The second important achievement of the researchers from the University of Uruguay is the use of a neural network that allows for high-quality results without significant costs. The test setup was created from relatively accessible tools for intercepting radio data and open-source software. We have already mentioned that an enormous volume of data is transmitted to modern monitors via the HDMI interface every second. When analyzing parasitic radio emissions from such transmission, there is theoretically a need to capture a wide radio frequency band - the larger of the frequency band, the better the result. Ideally, a high-class radio receiver capable of capturing a frequency band of up to 3200 megahertz is needed and such a device is quite expensive, around $25,000. However, the researchers conducted their studies with a USRP 200-mini receiver ($1500), which can analyze a much narrower frequency band of 56 megahertz. But the effectiveness of the neural network, trained to recognize such partial information, allowed compensating for the lack of original data.
The setup for conducting the Deep-TEMPEST attack. On the left is the targeted computer with its connected monitor.
The numbers indicate:
- Antenna,
- Radio signal filters and amplifier,
- Computer-controlled radio receiver,
- Laptop used for intercepting radio emissions and analyzing data.

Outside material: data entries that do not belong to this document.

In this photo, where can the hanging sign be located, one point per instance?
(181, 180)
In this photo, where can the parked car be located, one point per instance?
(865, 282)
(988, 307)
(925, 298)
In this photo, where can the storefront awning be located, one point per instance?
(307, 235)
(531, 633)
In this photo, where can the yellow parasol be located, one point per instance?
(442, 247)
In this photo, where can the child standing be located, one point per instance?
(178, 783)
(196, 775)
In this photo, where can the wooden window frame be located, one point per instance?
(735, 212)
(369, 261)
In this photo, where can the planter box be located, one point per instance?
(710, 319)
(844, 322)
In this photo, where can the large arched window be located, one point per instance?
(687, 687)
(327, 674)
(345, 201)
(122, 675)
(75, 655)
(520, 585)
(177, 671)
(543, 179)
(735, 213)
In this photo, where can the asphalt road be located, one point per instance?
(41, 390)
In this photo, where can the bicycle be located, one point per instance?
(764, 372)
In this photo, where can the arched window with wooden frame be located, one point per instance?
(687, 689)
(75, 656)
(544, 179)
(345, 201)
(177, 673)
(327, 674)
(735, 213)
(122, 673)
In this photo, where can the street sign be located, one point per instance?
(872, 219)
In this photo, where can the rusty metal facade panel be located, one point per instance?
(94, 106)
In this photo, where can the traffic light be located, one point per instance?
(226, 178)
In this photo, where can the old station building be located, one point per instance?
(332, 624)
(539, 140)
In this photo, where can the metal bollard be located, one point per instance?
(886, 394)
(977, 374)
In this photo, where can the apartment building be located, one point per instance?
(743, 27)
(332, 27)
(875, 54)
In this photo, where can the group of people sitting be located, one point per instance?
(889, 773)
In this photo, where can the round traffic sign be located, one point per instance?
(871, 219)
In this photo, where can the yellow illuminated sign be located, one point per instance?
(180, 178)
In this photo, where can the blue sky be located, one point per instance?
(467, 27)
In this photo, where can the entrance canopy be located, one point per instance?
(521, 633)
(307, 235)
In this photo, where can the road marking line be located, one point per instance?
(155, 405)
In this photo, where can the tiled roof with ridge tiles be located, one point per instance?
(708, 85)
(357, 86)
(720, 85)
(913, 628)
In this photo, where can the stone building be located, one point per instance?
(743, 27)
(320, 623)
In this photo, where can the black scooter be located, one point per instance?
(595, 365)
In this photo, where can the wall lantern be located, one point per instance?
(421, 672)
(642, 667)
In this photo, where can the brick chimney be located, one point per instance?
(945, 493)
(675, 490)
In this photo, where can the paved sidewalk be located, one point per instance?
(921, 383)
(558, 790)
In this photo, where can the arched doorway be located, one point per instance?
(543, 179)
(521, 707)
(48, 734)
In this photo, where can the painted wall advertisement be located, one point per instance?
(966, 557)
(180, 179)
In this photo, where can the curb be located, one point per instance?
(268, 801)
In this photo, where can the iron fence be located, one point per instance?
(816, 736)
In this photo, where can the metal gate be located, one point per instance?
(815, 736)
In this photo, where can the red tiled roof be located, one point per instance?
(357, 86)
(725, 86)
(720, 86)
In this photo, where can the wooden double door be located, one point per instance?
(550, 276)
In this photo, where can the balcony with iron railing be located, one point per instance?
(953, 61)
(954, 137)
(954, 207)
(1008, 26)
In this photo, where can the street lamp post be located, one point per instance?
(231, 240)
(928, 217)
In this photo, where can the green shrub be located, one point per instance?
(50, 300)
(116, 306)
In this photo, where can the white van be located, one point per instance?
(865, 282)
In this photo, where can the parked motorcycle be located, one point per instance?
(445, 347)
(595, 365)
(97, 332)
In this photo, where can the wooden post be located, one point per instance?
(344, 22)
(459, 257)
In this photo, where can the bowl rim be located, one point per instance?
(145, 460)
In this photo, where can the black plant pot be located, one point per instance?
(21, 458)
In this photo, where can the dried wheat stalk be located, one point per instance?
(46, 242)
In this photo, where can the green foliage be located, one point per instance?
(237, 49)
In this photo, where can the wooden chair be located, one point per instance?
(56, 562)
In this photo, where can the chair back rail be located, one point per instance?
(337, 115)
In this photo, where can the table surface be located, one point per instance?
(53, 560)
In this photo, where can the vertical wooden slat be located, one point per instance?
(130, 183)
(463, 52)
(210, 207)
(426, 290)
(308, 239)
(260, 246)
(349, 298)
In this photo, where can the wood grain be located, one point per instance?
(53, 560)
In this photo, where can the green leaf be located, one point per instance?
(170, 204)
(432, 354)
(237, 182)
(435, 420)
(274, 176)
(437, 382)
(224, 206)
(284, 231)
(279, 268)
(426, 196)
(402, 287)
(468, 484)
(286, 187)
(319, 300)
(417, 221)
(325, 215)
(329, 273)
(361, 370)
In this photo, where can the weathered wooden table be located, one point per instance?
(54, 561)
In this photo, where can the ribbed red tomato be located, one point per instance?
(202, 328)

Limited scope of application.
One of the characters in Neal Stephenson's novel "Cryptonomicon" realizes at one point that he is being watched via the van Eck method and begins to complicate the spie's lives: he changes the color of the letters and plays a video instead of using a solid background for the text. In general, the countermeasures described a quarter-century ago against TEMPEST-type attacks are still effective. It's enough to add noise to the image that the user will not even notice and interception will become completely impossible. Naturally, the question arises: is it worth the effort to protect against such specialized attacks? In the vast majority of cases, there is no need to fear practical applications of this attack - it's better to focus on protecting against real threats like malware.
However, if you are working with highly sensitive data that may attract the attention, it might be worth considering such attacks within the threat model.
Moreover, we should not dismiss this work simply because it describes interception from an external monitor. Yes, one can use a laptop, but the image on the built-in display is transmitted using roughly the same principles - only the transmission interface may differ slightly and the level of emissions will be somewhat lower. But this can be addressed by refining algorithms and upgrading equipment. So let us give credit to the Uruguayan researchers - they once again show us how complex the real world is beyond "software" and "operating systems".